La gente que trabajaba en la Hacienda eran de un carácter abierto y alegre, siempre estaban canturreando y gastando bromas entre ellos. Enseguida congenié con la cocinera, una señora rechoncha y cantarina, con un trasero enorme que se llamaba Lupita, siempre estaba en los fogones cocinando algo, gracias a ella aprendí algo de su gastronomía, que no tenía nada que ver con lo que había comido en Cantabria. Comían mucho plátano, que allí le llamaban maduro, aunque estuviera verde; le cocinaban relleno, asado en las brasas o en el horno, frito. Tenían un plato que consistía en dos capas de plátano frito relleno de carne, queso o jamón. Otro alimento que siempre estaba presente en su cocina era el coco, con todas sus variantes, agua de coco o leche de coco. La pulpa también la utilizaban para infinidad de recetas, pero mi preferido eran las “cucas”, eran unas galletas de consistencia blanda, elaboradas con harina de trigo y manteca o mantequilla, endulzadas con melado de papelón con especias, que era una especie de edulcorante natural. Cuando Lupita se enteró que me encantaban, todos los días había “cucas” recién hechas en el desayuno.
Lupita me reñía cariñosamente, me decía que la cocina no era sitio para una señorita como yo. Yo me reía por dentro y me acordaba cuando entre mi hermana pequeña y yo amasábamos la borona y hacíamos tortas que se parecían al pan y en la cantidad de noches en que me acostaba sólo con un vaso de leche en la barriga, pero eso no se lo podía contar a Lupita porque creía que yo era hermana de Justino y que los dos éramos hijos de Doña Lucrecia y me había criado entre lujos.
La primera mañana que pasé en la hacienda, durante el desayuno, Doña Lucrecia ya me puso al corriente de los planes que tenía para mí y le encomendó a su hijo que gestionara mi ingreso en la universidad, también me dijo que iríamos a la capital para comprarnos un vestuario nuevo adecuado a mi nueva vida y al nuevo país y que le encantaría que yo la ayudara también a escoger su nuevo vestuario.
Me pidió que la acompañara a dar un paseo por la hacienda, con la disculpa de ver los alrededores de día y, agarrada de mi brazo, salimos de la casa. La temperatura a esa hora era ideal y una suave brisa nos invitaba a caminar.
-“Querida Gaby, quería alejarme de oídos indiscretos. El personal de la hacienda piensa que eres hija mía. Creo que es buena idea que lo sigan pensando. Yo ya te considero como si lo fueras ¿Estás de acuerdo con que sea así?”- Me preguntó Doña Lucrecia, con un tono de voz suplicante.

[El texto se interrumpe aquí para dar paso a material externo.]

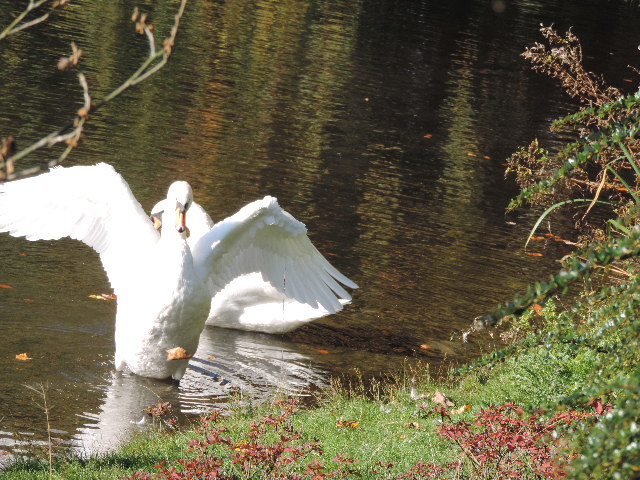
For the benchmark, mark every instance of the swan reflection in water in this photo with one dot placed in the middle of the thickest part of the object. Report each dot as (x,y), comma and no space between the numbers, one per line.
(248,364)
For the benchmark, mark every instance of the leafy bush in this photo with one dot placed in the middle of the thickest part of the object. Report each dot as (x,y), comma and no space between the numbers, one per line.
(601,167)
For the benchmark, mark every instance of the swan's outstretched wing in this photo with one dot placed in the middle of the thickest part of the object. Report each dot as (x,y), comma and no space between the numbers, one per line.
(93,204)
(263,238)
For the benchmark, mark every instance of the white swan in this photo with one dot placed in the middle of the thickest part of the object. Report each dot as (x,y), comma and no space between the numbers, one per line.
(164,285)
(248,302)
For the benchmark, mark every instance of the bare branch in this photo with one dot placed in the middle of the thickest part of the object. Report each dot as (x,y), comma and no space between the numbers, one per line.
(19,22)
(71,133)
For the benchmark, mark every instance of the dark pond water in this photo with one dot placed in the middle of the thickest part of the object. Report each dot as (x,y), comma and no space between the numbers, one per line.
(384,126)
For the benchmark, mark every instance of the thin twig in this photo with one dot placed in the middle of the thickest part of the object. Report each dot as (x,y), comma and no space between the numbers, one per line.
(16,26)
(148,68)
(43,393)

-“Por supuesto, Doña Lucrecia, cualquier cosa que usted o su hijo me digan, yo lo acataré con mucho gusto, pero quizás a la gente le extrañe que yo le llame, doña Lucrecia”- le contesté, y la última parte de la frase, le enfaticé para darle más importancia al mensaje que quería transmitir.

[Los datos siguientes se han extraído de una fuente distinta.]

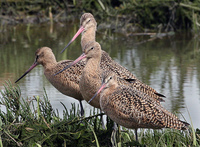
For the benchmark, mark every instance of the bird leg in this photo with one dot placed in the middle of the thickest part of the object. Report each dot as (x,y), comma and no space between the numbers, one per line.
(82,110)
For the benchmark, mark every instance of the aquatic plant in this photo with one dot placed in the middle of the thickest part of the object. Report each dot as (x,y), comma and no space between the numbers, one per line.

-“Tienes razón. No me había dado cuenta de ese pequeño detalle”- Dijo, guiñándome un ojo.- “Justino me dice “madre”, no sé si a ti te resultará embarazoso, llamarme también así. Lógicamente no quiero ocupar el lugar de tu madre, pero sabes que para mí eres como mi hija.”- y acercando sus labios a mi mejilla, me dio un suave beso lleno de cariño, como sellando el mensaje que acababa de darme.